In this lab you’ll see how defect tracking works in different tools so you can see how they compare.

Reference

Defect tracking with GitHub issues

GitHub uses issues to track problems with the app in a repository - not to be confused with Jira issues which are used in planning.

In a public project, any GitHub user can create an issue:

Anyone can see these issues and decide they want to help out (by forking the repo, making their changes and creating a Pull Request). Busy projects like Kubernetes might have thousands of issues:

Open your own fork of the repo in GitHub. Do you see the Issues tab?

Forks would usually not have a separate list of issues; those would be tracked on the parent repo.

Issues are an optional feature - under the Settings tab you can scroll down to Features and enable issues in your fork.

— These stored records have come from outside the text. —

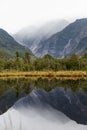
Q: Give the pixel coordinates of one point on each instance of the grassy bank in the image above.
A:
(43, 74)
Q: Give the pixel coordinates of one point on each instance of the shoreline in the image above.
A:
(45, 74)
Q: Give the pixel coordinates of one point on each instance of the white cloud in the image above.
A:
(15, 14)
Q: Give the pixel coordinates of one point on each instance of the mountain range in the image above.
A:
(8, 46)
(71, 38)
(32, 37)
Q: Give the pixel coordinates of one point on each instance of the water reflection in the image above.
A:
(13, 89)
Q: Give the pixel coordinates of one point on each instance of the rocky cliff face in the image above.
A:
(73, 39)
(33, 37)
(8, 46)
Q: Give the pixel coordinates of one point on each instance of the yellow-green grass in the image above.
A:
(45, 74)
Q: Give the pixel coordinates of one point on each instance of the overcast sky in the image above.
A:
(16, 14)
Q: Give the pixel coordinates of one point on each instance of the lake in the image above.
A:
(48, 103)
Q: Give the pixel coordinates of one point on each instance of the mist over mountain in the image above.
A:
(8, 46)
(55, 39)
(72, 39)
(31, 36)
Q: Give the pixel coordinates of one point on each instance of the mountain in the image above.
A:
(72, 39)
(8, 46)
(31, 37)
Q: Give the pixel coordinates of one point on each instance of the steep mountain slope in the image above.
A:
(8, 46)
(73, 39)
(33, 36)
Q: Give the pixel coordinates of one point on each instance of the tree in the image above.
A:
(27, 58)
(74, 62)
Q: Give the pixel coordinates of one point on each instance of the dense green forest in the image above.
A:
(47, 62)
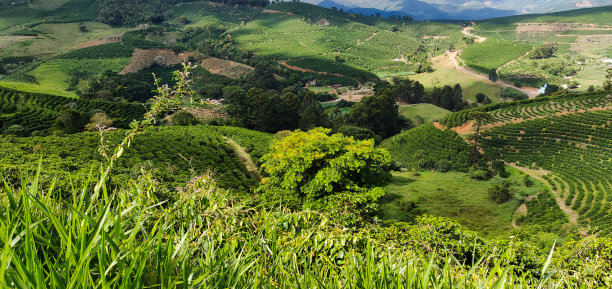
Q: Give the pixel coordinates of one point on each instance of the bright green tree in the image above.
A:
(329, 173)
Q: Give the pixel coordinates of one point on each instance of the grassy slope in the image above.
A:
(446, 74)
(428, 112)
(56, 10)
(572, 46)
(284, 36)
(157, 151)
(60, 37)
(454, 195)
(55, 74)
(492, 54)
(35, 88)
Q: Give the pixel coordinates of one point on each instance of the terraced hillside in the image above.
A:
(573, 153)
(172, 155)
(38, 112)
(534, 108)
(583, 41)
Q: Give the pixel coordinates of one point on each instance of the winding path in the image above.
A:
(530, 91)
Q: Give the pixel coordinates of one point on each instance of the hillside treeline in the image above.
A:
(134, 12)
(409, 91)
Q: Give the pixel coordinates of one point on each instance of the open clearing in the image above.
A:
(143, 58)
(60, 37)
(56, 74)
(227, 68)
(454, 195)
(10, 40)
(448, 74)
(427, 112)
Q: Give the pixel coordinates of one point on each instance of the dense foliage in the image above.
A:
(38, 113)
(531, 108)
(171, 155)
(330, 173)
(492, 54)
(575, 149)
(131, 240)
(378, 113)
(426, 147)
(409, 91)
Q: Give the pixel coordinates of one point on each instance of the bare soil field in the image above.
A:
(227, 68)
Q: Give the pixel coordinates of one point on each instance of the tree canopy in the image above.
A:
(330, 173)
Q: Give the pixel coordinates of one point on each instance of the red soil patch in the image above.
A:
(531, 28)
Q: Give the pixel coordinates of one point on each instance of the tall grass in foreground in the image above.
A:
(207, 240)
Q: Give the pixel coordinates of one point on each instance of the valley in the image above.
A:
(250, 144)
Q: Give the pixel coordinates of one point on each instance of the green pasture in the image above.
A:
(446, 74)
(492, 54)
(454, 195)
(60, 37)
(426, 111)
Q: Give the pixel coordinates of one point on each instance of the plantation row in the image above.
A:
(540, 106)
(547, 108)
(104, 51)
(576, 149)
(172, 155)
(318, 64)
(257, 144)
(37, 112)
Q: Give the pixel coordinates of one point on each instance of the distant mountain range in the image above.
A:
(457, 9)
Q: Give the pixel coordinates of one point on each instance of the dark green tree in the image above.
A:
(311, 113)
(379, 113)
(334, 174)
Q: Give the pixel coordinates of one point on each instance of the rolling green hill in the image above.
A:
(583, 38)
(172, 155)
(572, 153)
(36, 113)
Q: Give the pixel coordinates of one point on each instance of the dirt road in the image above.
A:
(531, 92)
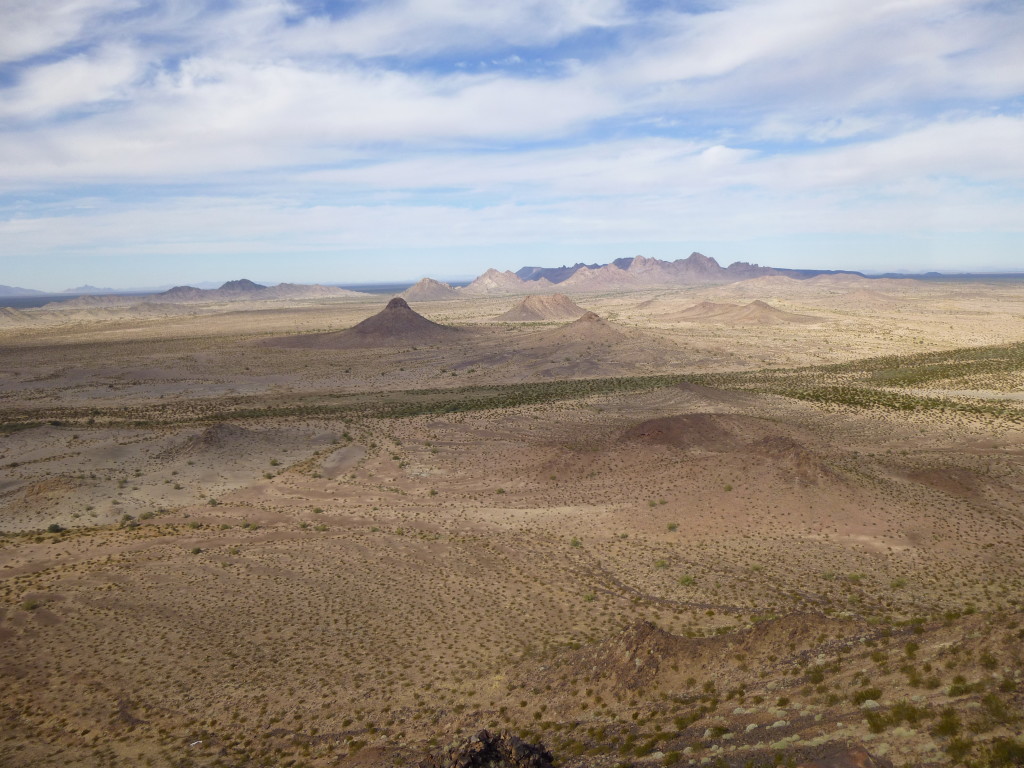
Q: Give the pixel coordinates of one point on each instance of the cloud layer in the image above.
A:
(246, 131)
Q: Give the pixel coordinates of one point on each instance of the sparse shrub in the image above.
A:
(866, 694)
(948, 724)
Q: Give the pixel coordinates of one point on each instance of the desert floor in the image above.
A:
(653, 539)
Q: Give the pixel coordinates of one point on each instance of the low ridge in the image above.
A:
(554, 307)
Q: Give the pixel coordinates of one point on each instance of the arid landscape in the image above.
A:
(743, 521)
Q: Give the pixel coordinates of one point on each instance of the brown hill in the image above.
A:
(493, 282)
(641, 271)
(429, 290)
(714, 432)
(644, 655)
(555, 307)
(396, 325)
(590, 329)
(217, 438)
(775, 446)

Create a new issue in your own fork:

There are some special features too - try the @ key and you’ll see a popup with your username. You can tag a user on the project to make sure they get notifications.

Click Submit new issue and your issue will load. You can add some more comments, assign a user, add labels and even create a branch.

You can close the issue here, and closed issues can be reopened.

Linking issues in GitHub

Your first issue will be number 1 (you’ll see #1 next to the issue title). Issue numbers can be used as references.

Create a second issue:

Navigation between issues helps with tracking. Anything with comments can link to issues by the issue number. That’s very helpful for commits or PRs - it maintains an audit trail in SCM linking the issue with the fix.

Open a file in the GitHub UI (any file in your repo will do) and click to edit it with the pen icon:

Scroll down to commit your changes, and you can reference an issue in the commit message:

Open your issue list again and you might see that the issue you referenced in your commit is gone. The default view only shows open issues. If you write something like this fixes #2 then GitHub closes the issue when you makge your commit.

The same feature is available for PRs - you can reference an issue in the comments, and when the PR is merged the issue will be closed.

It’s good to have this clear link between bugs and commits, but if you’re using Jira for your Product Backlog it means you have a separate system to manage your defect workload.

Defect tracking with Jira

Jira uses the bug issue type to track defects. Bugs can be child issues of a story, or they can be independent of other issues.

Open your Jira instance and navigate to the Scrum project you created in the Epics and Stories lab. In the Backlog view click the Create issue link at the bottom of the product backlog:

This is a standalone bug, not related to a story. It could be a problem with an environment which doesn’t relate to a specific feature, but typically bugs will be problems with new features the team is working on.

Open one of the stories in your Sprint Backlog by clicking on the title. In the story window click the link icon, and then click Link issue:

Linking an issue in Jira means you’re establishing some kind of relationship between them. You can say that this story is blocked by the bug:

Click the Link button, then go ahead and drag the bug into the Sprint Backlog so we can work the fix. You’ll be asked to confirm if you really want to to that.

Remember in Scrum the scope for the Sprint is fixed in the planning session and the team commits to it. A new bug alters the scope so Jira makes you aware of that.

The big advantage with defect tracking in Jira is that the rest of your planning is there. You don’t have the link between issues and code, but you do have the link to stories and you get safegaurds around scope change.

Lab

You can get the best of both worlds if Jira knows about your GitHub repo. Open the project settings in Jira and open the Toolchain tab. Click on the Add button and select Add code repository.

Can you connect your Jira project to your GitHub fork? There are several steps and lots of authorization to connect GitHub and Jira. What extra integration do you get when you’re connected?